Wijayanto, seorang guru penggerak dari SDIT Hidayah Ngawen, Klaten, Jawa Tengah, sudah menerapkan pembelajaran yang menyenangkan di luar kelas untuk peserta didiknya. Ia terinspirasi dari materi yang didapatkannya saat mengikuti program Pendidikan Guru Penggerak.
“Dalam pembelajaran, saya menerapkan apa yang sudah saya dapatkan di program Pendidikan Guru Penggerak, di mana pendidikan itu harus berpusat pada murid,” katanya.
Menurutnya, materi yang paling berkesan baginya selama mengikuti program Pendidikan Guru Penggerak adalah materi mengenai pembelajaran berdiferensiasi dan pemetaan aset di sekolah. Dengan berbekal dari kedua materi itu, kini Wijayanto menjadi lebih siap dan percaya diri untuk menerapkan metode pembelajaran yang menyenangkan.
“Dengan pembelajaran berdiferensiasi, kita bisa mengoptimalkan potensi peserta didik yang dimiliki. Kemudian dengan aset yang dimiliki sekolah, kita juga bisa mengambangkan pembelajaran yang lebih inovatif dan berdampak pada murid,” ujarnya, seperti dikutip dari laman resmi Kemendikbud, Senin (18/7/2022).
Sebagai guru mata pelajaran Bahasa Indonesia, Wijayanto mengajak siswanya mengikuti kegiatan belajar mengajar dengan metode yang menyenangkan. Setelah materi diajarkan di dalam kelas, selanjutnya ia mengajak siswa belajar di luar kelas dan membuat permainan dengan mengaplikasikan materi yang diajarkannya, misalnya tentang persamaan kata (sinonim) dan lawan kata (antonim).
“Setelah murid mengetahui pengertian dan contoh-contohnya, lalu agar mereka lebih paham tentang beberapa contoh kata sinonim dan antonim, juga agar tidak text book, hanya menghafal, dan supaya tidak jenuh, maka kita kemas dengan bermain,” tutur Wijayanto.

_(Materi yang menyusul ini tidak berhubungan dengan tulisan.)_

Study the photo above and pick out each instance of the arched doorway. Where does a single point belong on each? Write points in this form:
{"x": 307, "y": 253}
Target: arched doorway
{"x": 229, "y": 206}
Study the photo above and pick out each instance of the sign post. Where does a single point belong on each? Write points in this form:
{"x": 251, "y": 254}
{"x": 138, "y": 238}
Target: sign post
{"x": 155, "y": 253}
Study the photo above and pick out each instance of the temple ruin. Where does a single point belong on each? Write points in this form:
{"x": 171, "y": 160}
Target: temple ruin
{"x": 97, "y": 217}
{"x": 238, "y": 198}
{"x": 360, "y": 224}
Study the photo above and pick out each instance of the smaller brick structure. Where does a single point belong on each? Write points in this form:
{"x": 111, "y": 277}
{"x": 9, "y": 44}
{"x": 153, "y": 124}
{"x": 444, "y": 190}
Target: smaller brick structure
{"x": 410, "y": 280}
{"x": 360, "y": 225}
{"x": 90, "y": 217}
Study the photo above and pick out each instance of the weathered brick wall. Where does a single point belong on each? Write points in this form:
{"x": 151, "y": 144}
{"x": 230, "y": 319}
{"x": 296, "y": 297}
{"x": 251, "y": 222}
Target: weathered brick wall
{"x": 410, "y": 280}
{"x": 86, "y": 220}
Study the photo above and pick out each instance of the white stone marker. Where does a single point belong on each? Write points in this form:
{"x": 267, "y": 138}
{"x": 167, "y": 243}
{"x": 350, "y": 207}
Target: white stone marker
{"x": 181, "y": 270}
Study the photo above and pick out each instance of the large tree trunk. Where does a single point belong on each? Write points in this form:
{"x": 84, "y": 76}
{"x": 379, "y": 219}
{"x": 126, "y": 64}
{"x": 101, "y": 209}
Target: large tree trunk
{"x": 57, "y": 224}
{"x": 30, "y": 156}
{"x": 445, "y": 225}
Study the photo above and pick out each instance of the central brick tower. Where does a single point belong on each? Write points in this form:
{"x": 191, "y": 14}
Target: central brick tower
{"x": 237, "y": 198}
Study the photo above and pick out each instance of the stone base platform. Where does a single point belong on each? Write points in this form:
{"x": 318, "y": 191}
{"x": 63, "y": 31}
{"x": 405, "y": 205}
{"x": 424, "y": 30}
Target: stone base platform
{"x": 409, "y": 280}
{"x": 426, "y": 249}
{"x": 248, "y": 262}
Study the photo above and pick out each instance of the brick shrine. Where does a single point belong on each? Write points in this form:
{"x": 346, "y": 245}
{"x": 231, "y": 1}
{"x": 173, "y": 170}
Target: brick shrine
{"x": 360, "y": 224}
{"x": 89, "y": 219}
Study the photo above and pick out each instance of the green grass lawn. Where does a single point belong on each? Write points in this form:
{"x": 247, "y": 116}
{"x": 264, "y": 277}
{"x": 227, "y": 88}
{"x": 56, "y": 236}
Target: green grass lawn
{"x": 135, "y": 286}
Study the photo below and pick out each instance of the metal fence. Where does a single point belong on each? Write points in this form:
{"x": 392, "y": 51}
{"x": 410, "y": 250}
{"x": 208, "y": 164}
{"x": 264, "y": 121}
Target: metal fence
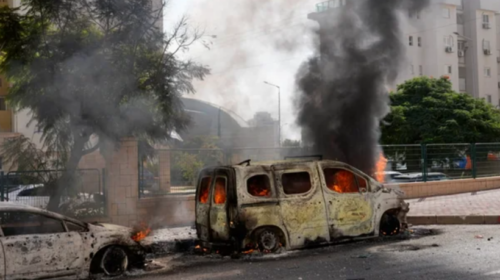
{"x": 85, "y": 197}
{"x": 173, "y": 172}
{"x": 444, "y": 161}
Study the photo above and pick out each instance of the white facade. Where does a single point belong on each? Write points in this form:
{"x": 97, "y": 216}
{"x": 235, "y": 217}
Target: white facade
{"x": 460, "y": 39}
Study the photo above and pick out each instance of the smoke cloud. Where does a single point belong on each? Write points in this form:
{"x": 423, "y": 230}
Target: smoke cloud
{"x": 342, "y": 93}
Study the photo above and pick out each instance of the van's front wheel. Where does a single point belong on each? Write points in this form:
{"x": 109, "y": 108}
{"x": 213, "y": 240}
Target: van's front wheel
{"x": 268, "y": 240}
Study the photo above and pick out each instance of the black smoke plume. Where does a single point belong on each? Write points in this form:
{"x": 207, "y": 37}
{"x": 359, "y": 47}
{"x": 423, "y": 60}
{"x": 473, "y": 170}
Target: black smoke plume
{"x": 343, "y": 90}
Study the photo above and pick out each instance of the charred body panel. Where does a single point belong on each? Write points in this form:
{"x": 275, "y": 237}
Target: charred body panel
{"x": 302, "y": 203}
{"x": 65, "y": 248}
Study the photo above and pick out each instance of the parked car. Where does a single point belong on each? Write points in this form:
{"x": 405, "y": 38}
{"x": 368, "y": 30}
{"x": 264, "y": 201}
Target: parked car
{"x": 38, "y": 244}
{"x": 293, "y": 204}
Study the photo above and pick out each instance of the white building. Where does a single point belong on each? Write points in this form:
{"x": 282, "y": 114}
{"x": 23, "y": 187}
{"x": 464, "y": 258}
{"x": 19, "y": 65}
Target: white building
{"x": 457, "y": 38}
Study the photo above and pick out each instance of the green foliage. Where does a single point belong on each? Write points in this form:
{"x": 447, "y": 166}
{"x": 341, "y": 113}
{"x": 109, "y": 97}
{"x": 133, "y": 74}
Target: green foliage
{"x": 427, "y": 110}
{"x": 288, "y": 143}
{"x": 95, "y": 68}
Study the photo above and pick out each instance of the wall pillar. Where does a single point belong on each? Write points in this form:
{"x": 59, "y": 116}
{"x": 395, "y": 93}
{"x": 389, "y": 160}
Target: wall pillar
{"x": 164, "y": 170}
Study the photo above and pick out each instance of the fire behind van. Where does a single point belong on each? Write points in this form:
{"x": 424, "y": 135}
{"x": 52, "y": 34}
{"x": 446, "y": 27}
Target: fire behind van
{"x": 293, "y": 204}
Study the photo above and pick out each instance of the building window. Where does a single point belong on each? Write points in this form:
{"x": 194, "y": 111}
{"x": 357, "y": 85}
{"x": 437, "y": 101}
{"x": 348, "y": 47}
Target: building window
{"x": 259, "y": 186}
{"x": 448, "y": 69}
{"x": 296, "y": 183}
{"x": 487, "y": 72}
{"x": 486, "y": 18}
{"x": 449, "y": 41}
{"x": 461, "y": 45}
{"x": 446, "y": 12}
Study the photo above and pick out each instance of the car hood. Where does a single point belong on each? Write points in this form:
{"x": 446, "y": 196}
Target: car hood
{"x": 112, "y": 227}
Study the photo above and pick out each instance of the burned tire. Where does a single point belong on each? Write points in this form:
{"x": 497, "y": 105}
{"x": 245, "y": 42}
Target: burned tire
{"x": 389, "y": 225}
{"x": 268, "y": 240}
{"x": 114, "y": 261}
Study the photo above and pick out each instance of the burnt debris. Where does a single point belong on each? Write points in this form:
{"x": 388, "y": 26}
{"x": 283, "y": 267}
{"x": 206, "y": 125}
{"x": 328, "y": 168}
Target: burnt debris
{"x": 343, "y": 89}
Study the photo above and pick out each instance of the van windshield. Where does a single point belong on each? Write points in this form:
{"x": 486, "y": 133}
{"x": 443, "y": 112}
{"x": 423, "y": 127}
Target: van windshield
{"x": 204, "y": 189}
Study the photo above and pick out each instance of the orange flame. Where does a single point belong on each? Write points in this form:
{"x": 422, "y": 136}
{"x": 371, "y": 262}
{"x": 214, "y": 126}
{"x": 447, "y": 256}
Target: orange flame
{"x": 380, "y": 168}
{"x": 141, "y": 232}
{"x": 344, "y": 182}
{"x": 220, "y": 191}
{"x": 204, "y": 190}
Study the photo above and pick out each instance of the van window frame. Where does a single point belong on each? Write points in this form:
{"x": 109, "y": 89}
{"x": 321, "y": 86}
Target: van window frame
{"x": 356, "y": 176}
{"x": 271, "y": 187}
{"x": 214, "y": 182}
{"x": 305, "y": 194}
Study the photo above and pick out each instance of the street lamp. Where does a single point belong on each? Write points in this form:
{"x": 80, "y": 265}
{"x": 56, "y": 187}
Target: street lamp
{"x": 279, "y": 109}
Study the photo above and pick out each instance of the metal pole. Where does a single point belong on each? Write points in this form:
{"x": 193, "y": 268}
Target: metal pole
{"x": 279, "y": 110}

Ia kemudian mengajak siswa kelas 6 ke lapangan sekolah untuk melanjutkan pembelajaran. Di lapangan, Wijayanto sudah menyiapkan dua kelompok kartu, yaitu satu kelompok kartu berwarna kuning dan satu kelompok kartu lagi berwarna merah. Pada setiap kartu berwarna kuning, tertulis kata-kata yang bisa dipasangkan sebagai sinonim. Kemudian pada setiap kartu berwarna merah tercantum kata-kata yang bisa dipasangkan sebagai antonim.
Wijayanto lalu membagi siswanya menjadi dua kelompok, yakni kartu kuning dan kartu merah. Kedua kelompok itu kemudian berlomba untuk bersama-sama menyusun kata-kata sinonim dan antonim.

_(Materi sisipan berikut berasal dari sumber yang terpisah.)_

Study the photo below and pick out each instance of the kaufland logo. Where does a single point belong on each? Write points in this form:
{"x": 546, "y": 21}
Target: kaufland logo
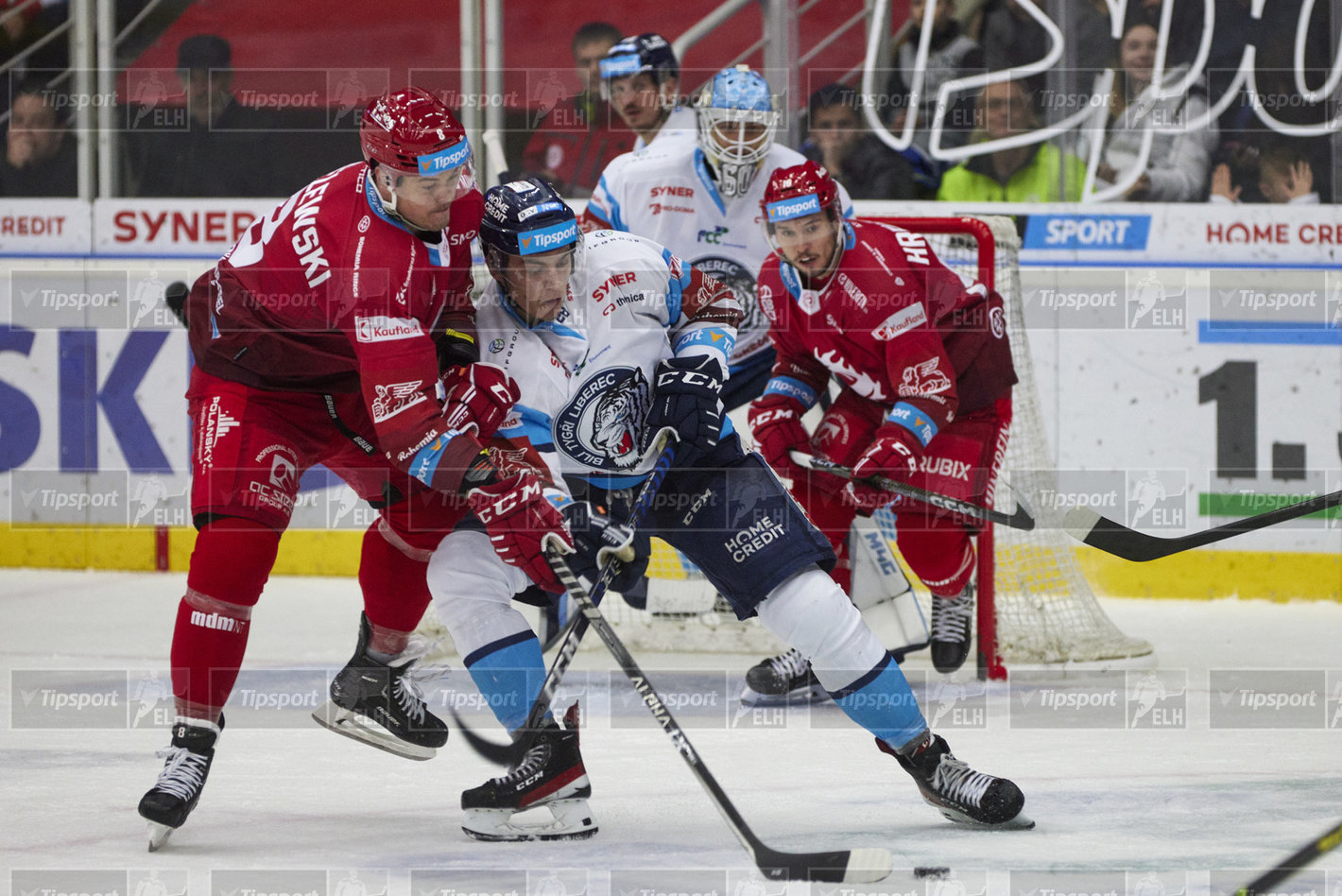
{"x": 789, "y": 208}
{"x": 444, "y": 160}
{"x": 549, "y": 237}
{"x": 380, "y": 327}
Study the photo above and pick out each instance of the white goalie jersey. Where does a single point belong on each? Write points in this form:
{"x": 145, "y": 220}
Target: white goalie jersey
{"x": 666, "y": 194}
{"x": 585, "y": 377}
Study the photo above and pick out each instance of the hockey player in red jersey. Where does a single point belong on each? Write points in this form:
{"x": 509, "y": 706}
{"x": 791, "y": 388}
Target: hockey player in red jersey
{"x": 318, "y": 339}
{"x": 925, "y": 374}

Setelah permainan dilakukan secara berkelompok, siswa kemudian diminta untuk memasangkan kartu secara mandiri atau sendiri-sendiri untuk lebih menguatkan pemahaman siswa dan melihat apakah ada siswa yang belum mengerti materinya.
“Jadi itu pelajaran di luar kelas sambil bermain. Anak berlari ke depan mengambil satu kartu dan mengurutkan. Jadi kita juga bisa mengecek mana siswa yang sudah paham atau belum. Dengan demikian anak-anak akan lebih mudah paham dan gembira, daripada hanya menghafalkan. Jika pembelajaran dikemas dengan bermain akan lebih berkesan,” ujar Wijayanto.

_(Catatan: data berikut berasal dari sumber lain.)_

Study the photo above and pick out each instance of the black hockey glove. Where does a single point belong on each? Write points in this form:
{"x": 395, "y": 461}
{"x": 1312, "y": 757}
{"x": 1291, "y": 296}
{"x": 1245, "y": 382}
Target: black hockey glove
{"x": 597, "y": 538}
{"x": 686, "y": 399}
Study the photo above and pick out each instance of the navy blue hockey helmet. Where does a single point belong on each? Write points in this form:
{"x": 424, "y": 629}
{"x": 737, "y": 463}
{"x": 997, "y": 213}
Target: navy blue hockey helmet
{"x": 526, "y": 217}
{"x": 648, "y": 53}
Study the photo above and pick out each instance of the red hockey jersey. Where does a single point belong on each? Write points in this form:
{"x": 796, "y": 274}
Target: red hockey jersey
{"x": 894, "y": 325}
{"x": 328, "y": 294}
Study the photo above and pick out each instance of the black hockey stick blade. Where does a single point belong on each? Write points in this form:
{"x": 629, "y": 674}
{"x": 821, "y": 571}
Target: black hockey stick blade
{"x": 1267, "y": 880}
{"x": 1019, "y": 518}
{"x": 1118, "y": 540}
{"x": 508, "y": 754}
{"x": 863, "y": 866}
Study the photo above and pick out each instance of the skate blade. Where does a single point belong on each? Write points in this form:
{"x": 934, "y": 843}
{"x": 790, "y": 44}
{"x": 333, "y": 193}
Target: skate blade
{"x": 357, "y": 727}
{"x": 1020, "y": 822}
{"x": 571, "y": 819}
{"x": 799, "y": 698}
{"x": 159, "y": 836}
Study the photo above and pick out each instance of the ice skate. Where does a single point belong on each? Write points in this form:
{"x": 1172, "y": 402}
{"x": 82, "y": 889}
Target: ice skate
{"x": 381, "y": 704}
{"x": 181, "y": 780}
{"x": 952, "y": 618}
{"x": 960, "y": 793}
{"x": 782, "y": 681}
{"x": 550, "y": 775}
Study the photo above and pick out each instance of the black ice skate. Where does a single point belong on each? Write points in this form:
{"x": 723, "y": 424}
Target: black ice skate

Metode pembelajaran yang menyenangkan di luar kelas tersebut disukai oleh siswa-siswanya, salah satunya Faiq Abyan Hilmi. Menurut Faiq, pembelajaran tersebut lebih seru dan menyenangkan.
“Lebih enjoy dan lebih seru. Tadi bermain membedakan kata antonim dan sinonim. Jadi kita lihat kartunya, terus mengurutkan kartu berdasarkan lawan kata dan persamaan kata,” tuturnya.
Hal senada juga diungkapkan oleh kawannya, Luthfiana Janitra Mardiyana. Luthfiana mengatakan, pembelajaran dengan permainan di luar kelas lebih menyenangkan.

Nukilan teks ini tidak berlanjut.